At the same time, the U.S. House of Representatives is considering HR 9495, which would allow the Administration to unilaterally strip tax-exempt status from organizations that “support terrorism.” Similar language appears in new student loan forgiveness rules for employees of nonprofit organizations. As the U.S. government has designated Hamas an official terrorist organization, these policies could serve as a pretense for retaliation against nonprofits that express solidarity with Palestinians.

These threats to psychology’s institutions are real. Many organizations have opted to keep their heads down, or, at the very least, adopted a higher level of risk aversion with the hope of simply surviving the next four years. But institutional survival is not the same as institutional relevance. At the same time, it’s hard to stay relevant if you no longer exist.

How, then, should the work of social justice-oriented psychology continue in an environment of institutional inertia? Perhaps public psychology, the practice of “giving psychology away,” can offer a strategy. Public psychology is not just a mode of outreach; it’s a form of resistance, challenging the assumption that scholarship must remain neutral, apolitical, or confined to peer-reviewed journals and classrooms. It asks psychology to confront injustice directly through public education, policy advocacy, community partnerships, and the amplification of marginalized voices.

At SPSSI’s upcoming summer conference, we will grapple with what it means to do socially engaged public psychology in a moment when many of institutional homes are under threat.

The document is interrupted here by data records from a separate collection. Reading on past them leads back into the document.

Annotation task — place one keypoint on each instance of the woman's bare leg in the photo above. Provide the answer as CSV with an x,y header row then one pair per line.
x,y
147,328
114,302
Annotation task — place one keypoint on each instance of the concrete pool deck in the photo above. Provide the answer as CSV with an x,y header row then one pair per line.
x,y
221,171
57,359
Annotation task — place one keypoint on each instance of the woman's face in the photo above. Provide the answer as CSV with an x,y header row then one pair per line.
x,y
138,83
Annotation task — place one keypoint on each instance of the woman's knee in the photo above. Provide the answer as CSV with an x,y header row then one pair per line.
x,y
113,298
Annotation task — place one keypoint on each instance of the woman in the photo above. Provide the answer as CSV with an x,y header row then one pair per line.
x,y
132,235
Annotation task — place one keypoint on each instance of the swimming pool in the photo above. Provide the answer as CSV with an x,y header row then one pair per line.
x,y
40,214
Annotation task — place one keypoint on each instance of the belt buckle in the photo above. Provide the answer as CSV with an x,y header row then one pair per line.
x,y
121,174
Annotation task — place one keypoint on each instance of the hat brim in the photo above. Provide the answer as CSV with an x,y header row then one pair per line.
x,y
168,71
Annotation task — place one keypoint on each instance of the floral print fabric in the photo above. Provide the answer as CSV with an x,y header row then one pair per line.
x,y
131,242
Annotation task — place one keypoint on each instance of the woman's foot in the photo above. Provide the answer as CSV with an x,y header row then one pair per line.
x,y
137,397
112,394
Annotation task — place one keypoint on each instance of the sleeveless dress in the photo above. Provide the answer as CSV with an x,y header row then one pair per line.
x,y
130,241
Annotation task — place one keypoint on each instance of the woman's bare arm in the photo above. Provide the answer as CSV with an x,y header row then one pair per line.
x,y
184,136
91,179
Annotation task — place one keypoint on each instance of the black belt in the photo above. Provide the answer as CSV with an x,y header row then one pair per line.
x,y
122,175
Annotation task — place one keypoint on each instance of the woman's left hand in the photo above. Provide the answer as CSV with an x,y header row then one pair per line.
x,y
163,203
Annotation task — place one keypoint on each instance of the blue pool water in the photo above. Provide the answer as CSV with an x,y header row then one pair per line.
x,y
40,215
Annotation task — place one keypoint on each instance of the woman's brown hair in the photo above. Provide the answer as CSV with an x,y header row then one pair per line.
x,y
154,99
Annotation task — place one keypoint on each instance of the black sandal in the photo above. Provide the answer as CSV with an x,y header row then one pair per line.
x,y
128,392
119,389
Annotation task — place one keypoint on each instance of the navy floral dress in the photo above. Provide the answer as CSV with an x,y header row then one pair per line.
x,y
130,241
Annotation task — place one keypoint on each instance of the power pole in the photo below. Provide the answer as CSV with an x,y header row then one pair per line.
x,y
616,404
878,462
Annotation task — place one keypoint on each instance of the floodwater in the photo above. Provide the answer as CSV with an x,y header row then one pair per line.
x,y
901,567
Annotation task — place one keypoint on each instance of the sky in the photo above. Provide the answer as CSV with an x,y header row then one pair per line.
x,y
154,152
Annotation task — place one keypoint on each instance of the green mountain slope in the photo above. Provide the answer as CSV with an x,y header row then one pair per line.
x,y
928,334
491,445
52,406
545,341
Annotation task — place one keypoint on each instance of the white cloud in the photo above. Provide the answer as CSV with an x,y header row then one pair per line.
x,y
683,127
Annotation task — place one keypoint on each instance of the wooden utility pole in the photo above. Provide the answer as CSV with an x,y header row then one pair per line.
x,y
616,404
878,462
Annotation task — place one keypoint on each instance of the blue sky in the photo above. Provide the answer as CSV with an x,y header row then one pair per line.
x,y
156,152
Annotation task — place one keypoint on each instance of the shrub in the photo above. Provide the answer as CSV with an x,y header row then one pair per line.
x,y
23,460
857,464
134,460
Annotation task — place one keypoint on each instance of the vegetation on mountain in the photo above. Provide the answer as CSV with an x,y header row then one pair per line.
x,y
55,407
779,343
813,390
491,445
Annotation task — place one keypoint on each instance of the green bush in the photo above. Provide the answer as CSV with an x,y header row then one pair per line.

We’ll discuss what it looks like to act publicly and ethically when trusted frameworks are being dismantled or repurpose and how can social scientists remain relevant as both observers and participants in social change. We’re unlikely to find easy answers, but at a time of great uncertainty, even clarifying the questions is a step in the right direction.

I look forward to connecting with you all in Portland as we come together to share new research, take stock of the current moment, and chart a course for the years ahead.